Question

A small block is attached to a spring with a spring constant of 85 N/m. When the spring is compressed 0.30 meters and the released, the 0.50 kg block is launched. What is the final speed of the block?
A)
8.42 m/s

B)
3.91 m/s

C)
7.14 m/s

D)
15.3 m/s

Answer 1

Answer:

Explanation:

These Hooke's Law problems are tricky. Here's what we need to know that clears up the problem entirely.
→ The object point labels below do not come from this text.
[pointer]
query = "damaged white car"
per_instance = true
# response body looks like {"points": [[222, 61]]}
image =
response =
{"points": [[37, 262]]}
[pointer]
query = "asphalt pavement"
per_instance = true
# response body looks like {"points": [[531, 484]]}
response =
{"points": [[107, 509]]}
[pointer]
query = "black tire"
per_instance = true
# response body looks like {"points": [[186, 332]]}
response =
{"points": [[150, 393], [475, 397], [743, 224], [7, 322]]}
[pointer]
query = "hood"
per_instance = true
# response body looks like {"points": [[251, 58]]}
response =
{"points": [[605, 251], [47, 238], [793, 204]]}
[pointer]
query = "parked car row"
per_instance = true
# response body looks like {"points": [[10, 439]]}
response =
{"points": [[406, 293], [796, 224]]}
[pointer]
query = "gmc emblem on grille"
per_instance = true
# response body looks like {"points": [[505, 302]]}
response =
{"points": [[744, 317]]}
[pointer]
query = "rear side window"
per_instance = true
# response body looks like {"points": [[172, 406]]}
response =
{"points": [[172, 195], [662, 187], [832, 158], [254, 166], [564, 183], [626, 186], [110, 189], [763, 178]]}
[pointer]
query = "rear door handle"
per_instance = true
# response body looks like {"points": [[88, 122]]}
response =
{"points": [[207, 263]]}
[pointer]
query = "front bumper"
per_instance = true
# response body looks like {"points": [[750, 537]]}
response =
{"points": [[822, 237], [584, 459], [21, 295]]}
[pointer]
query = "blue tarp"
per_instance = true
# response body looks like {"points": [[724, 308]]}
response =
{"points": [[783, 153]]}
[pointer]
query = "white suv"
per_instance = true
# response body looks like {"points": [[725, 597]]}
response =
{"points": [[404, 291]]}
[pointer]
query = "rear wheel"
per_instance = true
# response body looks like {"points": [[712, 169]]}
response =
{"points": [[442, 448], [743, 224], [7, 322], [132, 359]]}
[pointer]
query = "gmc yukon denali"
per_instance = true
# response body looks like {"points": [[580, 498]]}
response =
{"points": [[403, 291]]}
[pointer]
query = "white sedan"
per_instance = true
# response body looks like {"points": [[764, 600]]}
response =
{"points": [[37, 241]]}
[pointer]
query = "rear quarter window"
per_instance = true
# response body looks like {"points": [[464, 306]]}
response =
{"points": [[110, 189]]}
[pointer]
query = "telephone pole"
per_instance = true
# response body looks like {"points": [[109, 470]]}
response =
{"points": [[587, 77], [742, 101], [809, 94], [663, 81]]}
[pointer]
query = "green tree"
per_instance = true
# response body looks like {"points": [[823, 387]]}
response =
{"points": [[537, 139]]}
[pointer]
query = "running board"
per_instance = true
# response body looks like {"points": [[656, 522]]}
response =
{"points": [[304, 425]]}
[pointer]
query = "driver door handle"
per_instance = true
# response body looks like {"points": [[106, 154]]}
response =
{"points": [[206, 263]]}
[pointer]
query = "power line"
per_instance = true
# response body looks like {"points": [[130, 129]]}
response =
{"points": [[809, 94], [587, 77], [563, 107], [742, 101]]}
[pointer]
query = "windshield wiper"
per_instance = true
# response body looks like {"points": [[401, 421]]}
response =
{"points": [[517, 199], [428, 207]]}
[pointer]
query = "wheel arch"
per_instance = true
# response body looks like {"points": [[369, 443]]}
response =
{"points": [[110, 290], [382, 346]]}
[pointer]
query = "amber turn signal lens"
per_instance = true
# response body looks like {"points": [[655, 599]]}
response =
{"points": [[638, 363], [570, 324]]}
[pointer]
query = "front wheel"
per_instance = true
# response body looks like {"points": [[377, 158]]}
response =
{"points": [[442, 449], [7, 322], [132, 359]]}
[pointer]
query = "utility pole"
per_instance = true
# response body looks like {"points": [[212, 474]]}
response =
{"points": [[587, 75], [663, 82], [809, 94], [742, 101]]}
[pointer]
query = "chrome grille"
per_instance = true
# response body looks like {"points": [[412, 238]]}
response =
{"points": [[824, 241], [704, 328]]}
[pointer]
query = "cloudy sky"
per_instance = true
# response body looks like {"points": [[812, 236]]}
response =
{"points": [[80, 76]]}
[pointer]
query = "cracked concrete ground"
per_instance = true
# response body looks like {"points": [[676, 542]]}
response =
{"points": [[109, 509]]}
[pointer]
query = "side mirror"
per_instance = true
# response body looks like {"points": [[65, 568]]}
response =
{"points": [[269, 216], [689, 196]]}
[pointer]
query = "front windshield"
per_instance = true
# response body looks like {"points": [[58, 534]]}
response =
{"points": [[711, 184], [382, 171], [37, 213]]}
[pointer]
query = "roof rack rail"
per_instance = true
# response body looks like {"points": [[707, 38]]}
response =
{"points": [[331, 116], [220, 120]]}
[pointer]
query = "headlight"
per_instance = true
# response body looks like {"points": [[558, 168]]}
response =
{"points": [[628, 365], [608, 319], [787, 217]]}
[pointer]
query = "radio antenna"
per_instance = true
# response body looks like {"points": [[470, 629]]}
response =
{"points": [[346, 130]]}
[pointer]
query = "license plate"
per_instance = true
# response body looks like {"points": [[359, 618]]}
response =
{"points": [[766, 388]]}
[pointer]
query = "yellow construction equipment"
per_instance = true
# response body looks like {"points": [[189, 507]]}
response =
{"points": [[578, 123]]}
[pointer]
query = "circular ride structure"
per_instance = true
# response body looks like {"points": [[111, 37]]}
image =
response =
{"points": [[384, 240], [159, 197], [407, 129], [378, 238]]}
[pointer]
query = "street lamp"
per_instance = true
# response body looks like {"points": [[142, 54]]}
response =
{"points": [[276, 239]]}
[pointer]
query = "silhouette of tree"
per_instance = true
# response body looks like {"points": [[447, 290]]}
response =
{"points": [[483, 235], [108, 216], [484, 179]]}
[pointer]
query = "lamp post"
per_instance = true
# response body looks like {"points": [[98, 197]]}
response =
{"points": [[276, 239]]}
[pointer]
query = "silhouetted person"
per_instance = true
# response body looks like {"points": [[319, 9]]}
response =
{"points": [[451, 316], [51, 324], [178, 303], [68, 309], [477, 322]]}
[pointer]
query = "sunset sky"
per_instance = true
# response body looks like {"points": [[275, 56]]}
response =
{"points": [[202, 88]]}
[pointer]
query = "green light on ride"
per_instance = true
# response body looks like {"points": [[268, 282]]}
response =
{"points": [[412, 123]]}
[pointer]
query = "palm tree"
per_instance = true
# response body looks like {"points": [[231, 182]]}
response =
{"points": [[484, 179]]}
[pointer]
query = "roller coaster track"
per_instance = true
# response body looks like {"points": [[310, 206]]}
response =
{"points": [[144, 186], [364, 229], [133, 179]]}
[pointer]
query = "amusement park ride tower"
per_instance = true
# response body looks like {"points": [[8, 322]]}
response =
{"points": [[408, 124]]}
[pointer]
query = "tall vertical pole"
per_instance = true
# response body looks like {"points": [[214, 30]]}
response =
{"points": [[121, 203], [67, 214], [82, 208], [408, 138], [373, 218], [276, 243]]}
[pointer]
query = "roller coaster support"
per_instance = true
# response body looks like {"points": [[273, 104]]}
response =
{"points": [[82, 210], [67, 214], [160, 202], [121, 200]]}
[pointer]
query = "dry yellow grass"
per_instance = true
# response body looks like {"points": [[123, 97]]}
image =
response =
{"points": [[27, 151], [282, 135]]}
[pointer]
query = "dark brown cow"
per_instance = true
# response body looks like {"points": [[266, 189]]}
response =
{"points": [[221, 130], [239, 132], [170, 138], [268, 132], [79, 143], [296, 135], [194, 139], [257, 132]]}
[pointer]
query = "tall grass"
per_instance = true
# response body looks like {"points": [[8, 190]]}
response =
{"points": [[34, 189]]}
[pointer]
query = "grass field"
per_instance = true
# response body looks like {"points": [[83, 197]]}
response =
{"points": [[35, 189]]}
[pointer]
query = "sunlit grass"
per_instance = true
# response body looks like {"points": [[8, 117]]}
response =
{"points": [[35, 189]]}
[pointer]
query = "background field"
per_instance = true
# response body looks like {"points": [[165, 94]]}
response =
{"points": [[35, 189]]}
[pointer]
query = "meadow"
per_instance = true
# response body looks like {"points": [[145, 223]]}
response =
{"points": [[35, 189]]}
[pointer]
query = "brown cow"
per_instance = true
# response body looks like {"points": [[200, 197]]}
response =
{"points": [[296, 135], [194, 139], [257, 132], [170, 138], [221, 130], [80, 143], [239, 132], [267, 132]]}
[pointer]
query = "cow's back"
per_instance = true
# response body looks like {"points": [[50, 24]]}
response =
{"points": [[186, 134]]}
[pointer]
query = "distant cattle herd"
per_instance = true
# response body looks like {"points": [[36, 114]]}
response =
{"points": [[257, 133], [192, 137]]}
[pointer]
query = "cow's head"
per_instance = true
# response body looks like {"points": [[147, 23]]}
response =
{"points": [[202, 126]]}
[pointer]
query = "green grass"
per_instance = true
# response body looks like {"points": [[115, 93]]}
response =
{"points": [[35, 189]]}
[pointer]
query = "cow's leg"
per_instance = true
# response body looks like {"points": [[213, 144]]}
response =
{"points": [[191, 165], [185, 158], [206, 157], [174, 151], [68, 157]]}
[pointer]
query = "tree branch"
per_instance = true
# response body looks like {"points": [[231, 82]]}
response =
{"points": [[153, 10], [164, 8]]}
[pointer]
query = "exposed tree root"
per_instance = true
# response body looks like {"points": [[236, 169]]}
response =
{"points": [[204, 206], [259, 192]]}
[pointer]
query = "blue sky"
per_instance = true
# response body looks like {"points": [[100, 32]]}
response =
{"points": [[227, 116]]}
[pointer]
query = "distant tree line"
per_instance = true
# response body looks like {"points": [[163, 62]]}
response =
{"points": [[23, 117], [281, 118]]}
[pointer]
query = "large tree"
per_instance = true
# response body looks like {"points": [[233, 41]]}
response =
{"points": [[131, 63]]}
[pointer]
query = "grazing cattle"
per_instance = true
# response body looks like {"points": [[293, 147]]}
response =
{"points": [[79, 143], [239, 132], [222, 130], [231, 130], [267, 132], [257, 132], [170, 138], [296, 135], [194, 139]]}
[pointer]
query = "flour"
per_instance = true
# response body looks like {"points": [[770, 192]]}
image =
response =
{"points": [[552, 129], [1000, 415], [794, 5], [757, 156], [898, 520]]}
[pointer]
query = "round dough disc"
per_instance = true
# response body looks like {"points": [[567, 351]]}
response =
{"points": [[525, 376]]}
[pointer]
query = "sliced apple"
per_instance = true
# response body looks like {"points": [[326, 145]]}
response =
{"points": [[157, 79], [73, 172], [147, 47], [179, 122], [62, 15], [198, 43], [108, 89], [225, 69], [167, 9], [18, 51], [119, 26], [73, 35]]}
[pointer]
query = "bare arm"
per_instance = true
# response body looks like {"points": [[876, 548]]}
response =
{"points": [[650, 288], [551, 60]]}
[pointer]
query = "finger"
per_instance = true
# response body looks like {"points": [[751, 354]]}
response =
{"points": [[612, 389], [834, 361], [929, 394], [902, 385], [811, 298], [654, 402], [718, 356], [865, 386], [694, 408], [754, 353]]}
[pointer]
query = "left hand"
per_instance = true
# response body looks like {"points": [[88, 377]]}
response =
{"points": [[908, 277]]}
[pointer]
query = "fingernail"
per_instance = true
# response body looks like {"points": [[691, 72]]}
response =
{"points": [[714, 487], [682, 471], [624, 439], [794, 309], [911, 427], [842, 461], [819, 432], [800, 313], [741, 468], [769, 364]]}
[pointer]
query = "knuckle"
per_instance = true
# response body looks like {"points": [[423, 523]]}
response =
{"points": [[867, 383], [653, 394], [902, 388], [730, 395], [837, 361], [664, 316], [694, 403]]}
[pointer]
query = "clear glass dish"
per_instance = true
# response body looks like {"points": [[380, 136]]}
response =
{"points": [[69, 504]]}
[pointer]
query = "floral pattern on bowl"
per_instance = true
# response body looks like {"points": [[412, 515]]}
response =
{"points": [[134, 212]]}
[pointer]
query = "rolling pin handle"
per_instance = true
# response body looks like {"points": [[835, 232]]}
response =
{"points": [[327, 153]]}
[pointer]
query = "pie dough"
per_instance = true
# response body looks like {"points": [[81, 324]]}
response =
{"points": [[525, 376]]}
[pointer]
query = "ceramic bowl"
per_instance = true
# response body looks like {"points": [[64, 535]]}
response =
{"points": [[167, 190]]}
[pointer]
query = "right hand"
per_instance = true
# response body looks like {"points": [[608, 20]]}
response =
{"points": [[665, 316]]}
The final and also the max speed of the block will be reached at the point where the potential energy of the system is 0. So the equation we need, namely,

$KE+PE=\frac{1}{2}kA^2$ can be simplified down to

$KE=\frac{1}{2}kA^2$ and we solve this first for KE:

$KE=\frac{1}{2}(85)(.30)^2$ and, paying NO attention whatsoever to significant digits here (because if you did the answer you get is not one of the choices)

KE = 3.825 J.  Now we can use that value of kinetic energy and solve for the speed we need:

$KE=\frac{1}{2}mv^2$ so

$3.825=\frac{1}{2}(.50)v^2$ so

$v=\sqrt{\frac{2(3.825)}{.50} }$ so

v = 3.91 m/s